İlk başta 2007 yılında fırlatılması planlanan, fakat karşılaşılan sorunlar, yapılan geliştirme ve güncellemelerle fırlatışı yıllarca ertelenen …
İlk başta 2007 yılında fırlatılması planlanan, fakat karşılaşılan sorunlar, yapılan geliştirme ve güncellemelerle fırlatışı yıllarca ertelenen James Webb Uzay Teleskobu, 25 Aralık 2021’de uzaya fırlatılmıştı. Teleskobun ilk renkli görselleri de geçtiğimiz günlerde NASA tarafından paylaşılmıştı.
Peki James Webb Uzay Teleskobu, çektiği bu fotoğrafları Dünya’ya nasıl gönderdi? Teleskop, çektiği fotoğrafları göndermeden önce nerede depoladı? Gelin, pek çoğunuzu şaşırtma potansiyeli olan bu soruların cevaplarına bakalım.
Veriler nasıl gönderiliyor?
James Webb Uzay Teleskobu, beklentilerinizin aksine her anlamda son teknolojiyi barındırmıyor. Teleskop elbette bazı teknolojilerinde son ve hatta ilk kez kullanılan teknolojilere yer verse de, uzun süreli dayanıklılık ve güvenilirlik için sağlamlığı bilinen teknolojiler kulanılıyor.
Dünya’dan 1,5 milyon kilometre uzaklıkta bulunan Teleskop, çektiği fotoğrafları dünyaya ‘Ka bandı’ frekansları üzerinden gönderiyor. James Webb’in görev sistemleri mühendisi olan Michael Menzel’e göre teleskop, 25,9 gigahertzlik kanal üzerinden saniyede 28 megabayt veri gönderebiliyor.
Bu ana frekansın yanı sıra teleskop, S bandında iki kanaldan da veri gönderimi sağlıyor. Bu kanallardan biri 2,09 GHz iken kanal üzerinden saniyede 16 kilobit veri aktarımı sağlanabiliyor. İkinci kanal olan 2,27 GHz’lik kanal ise saniyede 40 kilobit veri gönderebiliyor. Bu kanal, genellikle teleskobun operasyonel durumu ve sistemlerin sağlığı gibi teleskobun durumu hakkında bilgilerin alınması için kullanılıyor.

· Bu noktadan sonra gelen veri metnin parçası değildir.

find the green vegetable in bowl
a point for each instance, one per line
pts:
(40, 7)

James Webb Uzay Teleskobu, Parker Solar uzay aracı, Transiting Exoplanet Survey Anteni ve Voyager uzay araçları gibi pek çok aracın bağlı olduğu ‘Deep Space Network (DSN – Derin Uzay Ağı)’ ağına bağlı durumda. Bu ağ, dünya çapında üç noktaya yerleştirilmiş anten ile canlı tutuluyor: Avustralya, İspanya ve Kaliforniya.
Tabii Teleskop 7/24 Dünya’ya bağlı durumda değil, peki elde ettiği verileri Dünya’ya göndermeden nerede depoluyor?
Paylaşılan bilgilere göre James Webb, pek çoğunuzu şaşırtacak şekilde yalnızca 68 GB’lık bir SSD’ye yer veriyor. Bu depolama alanının %3’ü mühendislik ve telemetri verilerine ayrılıyor. Bunun dışında toplam depolama alanının uzaydaki radyasyonun verdiği zarar nedeniyle önümüzdeki 10 yıl içinde 60 GB’a düşmesi bekleniyor.
Elbette uzayın derinliklerinden elde edilen veriler, 68 GB’lık SSD içinde uzun süreli kalmıyor. Zira depolama alanı yalnızca 24 saat içinde elde edilen verileri depolayabilecek büyüklükte. James Webb Uzay Teleskobu ise gün içinde belirlenen aralıklarda elde ettiği veriyi Dünya’ya aktarıyor ve depolama alanından siliyor.
James Webb Uzay Teleskobu, günde 57 GB’lık veri elde edebilirken Hubble’da bu değer sadece 2 GB idi.